Source code for analysis_engine.extract

"""
**Extraction API Examples**

**Extract All Data for a Ticker**

.. code-block:: python

    import analysis_engine.extract as ae_extract
    print(ae_extract.extract('SPY'))

**Extract Latest Minute Pricing for Stocks and Options**

.. code-block:: python

    import analysis_engine.extract as ae_extract
    print(ae_extract.extract(
        'SPY',
        datasets=['minute', 'tdcalls', 'tdputs']))
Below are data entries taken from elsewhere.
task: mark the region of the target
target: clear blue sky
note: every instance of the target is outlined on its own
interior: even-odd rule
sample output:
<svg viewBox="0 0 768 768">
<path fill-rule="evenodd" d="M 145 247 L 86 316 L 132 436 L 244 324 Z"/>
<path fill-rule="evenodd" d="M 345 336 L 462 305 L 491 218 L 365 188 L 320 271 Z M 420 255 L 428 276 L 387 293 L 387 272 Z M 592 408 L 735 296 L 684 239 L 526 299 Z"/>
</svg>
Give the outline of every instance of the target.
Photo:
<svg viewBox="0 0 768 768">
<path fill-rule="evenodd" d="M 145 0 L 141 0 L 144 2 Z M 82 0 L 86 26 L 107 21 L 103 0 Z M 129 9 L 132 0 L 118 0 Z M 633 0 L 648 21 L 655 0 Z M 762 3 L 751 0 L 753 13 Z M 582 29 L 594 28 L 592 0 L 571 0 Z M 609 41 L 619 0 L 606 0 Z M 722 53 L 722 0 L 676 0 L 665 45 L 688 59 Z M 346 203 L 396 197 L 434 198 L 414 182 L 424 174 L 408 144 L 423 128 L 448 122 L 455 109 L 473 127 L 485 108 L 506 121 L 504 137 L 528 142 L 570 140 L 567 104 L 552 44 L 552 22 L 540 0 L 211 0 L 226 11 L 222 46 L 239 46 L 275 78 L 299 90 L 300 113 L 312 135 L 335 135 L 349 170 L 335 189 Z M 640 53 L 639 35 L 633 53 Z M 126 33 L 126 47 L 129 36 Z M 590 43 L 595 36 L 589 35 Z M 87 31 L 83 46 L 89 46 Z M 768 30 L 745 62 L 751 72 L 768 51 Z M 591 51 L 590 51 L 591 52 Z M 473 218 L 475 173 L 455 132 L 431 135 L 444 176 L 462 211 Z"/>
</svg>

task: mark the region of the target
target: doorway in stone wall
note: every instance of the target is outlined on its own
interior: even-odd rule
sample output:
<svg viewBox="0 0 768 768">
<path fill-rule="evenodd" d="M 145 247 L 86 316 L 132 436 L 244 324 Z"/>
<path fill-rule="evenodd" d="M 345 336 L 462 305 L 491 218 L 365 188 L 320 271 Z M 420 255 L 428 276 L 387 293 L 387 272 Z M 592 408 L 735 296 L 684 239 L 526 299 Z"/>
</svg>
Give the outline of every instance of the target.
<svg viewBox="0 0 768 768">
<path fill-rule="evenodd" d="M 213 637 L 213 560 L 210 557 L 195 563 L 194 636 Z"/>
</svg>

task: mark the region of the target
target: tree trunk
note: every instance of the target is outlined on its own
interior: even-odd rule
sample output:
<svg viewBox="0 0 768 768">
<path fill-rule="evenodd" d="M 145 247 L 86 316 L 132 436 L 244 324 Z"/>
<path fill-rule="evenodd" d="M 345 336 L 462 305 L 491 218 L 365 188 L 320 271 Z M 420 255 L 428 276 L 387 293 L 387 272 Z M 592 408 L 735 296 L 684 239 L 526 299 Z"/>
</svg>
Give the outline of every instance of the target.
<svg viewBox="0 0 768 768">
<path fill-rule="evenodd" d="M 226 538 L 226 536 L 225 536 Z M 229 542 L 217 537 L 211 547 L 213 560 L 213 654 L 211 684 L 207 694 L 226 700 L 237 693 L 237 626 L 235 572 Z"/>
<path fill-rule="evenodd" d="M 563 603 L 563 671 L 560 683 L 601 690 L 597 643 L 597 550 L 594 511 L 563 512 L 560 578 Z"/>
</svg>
**Extract Historical Data**

Extract historical data with the ``date`` argument formatted ``YYYY-MM-DD``:

.. code-block:: python

    import analysis_engine.extract as ae_extract
    print(ae_extract.extract(
        'AAPL',
        datasets=['minute', 'daily', 'financials', 'earnings', 'dividends'],
        date='2019-02-15'))

**Additional Extraction APIs**

`IEX Cloud Extraction API Reference <https://stock-analysis-engine.
readthedocs.io/en/latest/iex_api.html#iex-extraction-api-reference>`__

`Tradier Extraction API Reference <https://stock-analysis-engine.
readthedocs.io/en/latest/tradier.html#tradier-extraction-api-reference>`__

"""

import os
import analysis_engine.consts as ae_consts
import analysis_engine.utils as ae_utils
import analysis_engine.build_dataset_node as build_dataset_node
import analysis_engine.api_requests as api_requests
import spylunking.log.setup_logging as log_utils

log = log_utils.build_colorized_logger(name=__name__)


[docs]def extract(
        ticker=None,
        datasets=None,
        tickers=None,
        use_key=None,
        extract_mode='all',
        iex_datasets=None,
        date=None,
        redis_enabled=True,
        redis_address=None,
        redis_db=None,
        redis_password=None,
        redis_expire=None,
        s3_enabled=True,
        s3_address=None,
        s3_bucket=None,
        s3_access_key=None,
        s3_secret_key=None,
        s3_region_name=None,
        s3_secure=False,
        celery_disabled=True,
        broker_url=None,
        result_backend=None,
        label=None,
        verbose=False):
    """extract

    Extract all cached datasets for a stock ``ticker`` or
    a list of ``tickers`` and returns a dictionary. Please
    make sure the datasets are already cached in Redis
    before running this method. If not please refer to
    the ``analysis_engine.fetch.fetch`` function
    to prepare the datasets on your environment.

    Python example:

    .. code-block:: python

        from analysis_engine.extract import extract
        d = extract(ticker='NFLX')
        print(d)
        for k in d['NFLX']:
            print(f'dataset key: {k}')

    **Extract Intraday Stock and Options Minute Pricing Data**

    This works by using the ``date`` and ``datasets`` arguments
    as filters:

    .. code-block:: python

        import analysis_engine.extract as ae_extract
        print(ae_extract.extract(
            ticker='SPY',
            datasets=['minute', 'tdcalls', 'tdputs'])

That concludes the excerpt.